Wundheilung bei Patienten mit chronischer Gliedmaßen-bedrohender Ischämie

Authors

    Contributor(s):
  • Claudia Stöhr

Browder SE. et al.
Analysis of wound healing time and wound-free period in patients with chronic limb-threatening ischemia treated with and without revascularization.

J Vasc Surg 2022;
DOI: 10.1016/j.jvs.2022.05.025
 

Bislang beziehen sich die meisten Behandlungsergebnisse bei Patienten mit ischämischen Wunden auf das amputationsfreie Überleben.
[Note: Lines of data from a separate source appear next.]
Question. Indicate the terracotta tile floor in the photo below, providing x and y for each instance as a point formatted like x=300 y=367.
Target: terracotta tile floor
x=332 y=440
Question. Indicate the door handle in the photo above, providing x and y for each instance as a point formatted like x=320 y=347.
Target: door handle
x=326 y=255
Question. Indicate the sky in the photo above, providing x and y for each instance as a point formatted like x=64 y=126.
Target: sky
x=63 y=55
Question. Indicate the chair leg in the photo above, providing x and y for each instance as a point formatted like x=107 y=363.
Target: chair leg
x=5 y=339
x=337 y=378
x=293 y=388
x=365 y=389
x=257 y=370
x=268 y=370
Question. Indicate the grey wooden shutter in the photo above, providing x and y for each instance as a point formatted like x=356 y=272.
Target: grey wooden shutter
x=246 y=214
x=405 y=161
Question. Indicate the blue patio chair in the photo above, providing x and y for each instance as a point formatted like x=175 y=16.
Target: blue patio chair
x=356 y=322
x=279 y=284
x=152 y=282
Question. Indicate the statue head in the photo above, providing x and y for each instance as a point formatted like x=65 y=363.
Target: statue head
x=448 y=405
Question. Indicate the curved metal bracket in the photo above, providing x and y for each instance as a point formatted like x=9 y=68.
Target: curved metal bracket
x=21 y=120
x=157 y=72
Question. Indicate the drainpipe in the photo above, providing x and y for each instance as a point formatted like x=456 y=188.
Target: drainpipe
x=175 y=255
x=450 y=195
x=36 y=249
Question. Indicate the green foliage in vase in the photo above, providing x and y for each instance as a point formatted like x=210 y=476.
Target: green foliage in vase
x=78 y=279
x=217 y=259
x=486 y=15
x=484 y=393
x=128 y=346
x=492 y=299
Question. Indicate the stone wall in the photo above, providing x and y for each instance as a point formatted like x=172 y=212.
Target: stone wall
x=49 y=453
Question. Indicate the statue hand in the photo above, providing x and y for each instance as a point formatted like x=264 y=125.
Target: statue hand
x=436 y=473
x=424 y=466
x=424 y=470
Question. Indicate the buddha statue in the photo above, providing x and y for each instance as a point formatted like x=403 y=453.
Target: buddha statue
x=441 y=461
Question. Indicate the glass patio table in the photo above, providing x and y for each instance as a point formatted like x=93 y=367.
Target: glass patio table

Für den Patienten wichtige Kriterien, wie die Wundheilungszeit (WHT) und die wundfreie Periode (WFP) finden kaum Beachtung. Die Autoren beobachteten im Langzeitverlauf über 3 Jahre die Wundheilung von Patienten mit chronischer Gliedmaßen-bedrohender Ischämie (CLTI), die mit und ohne Revaskularisation behandelt wurden.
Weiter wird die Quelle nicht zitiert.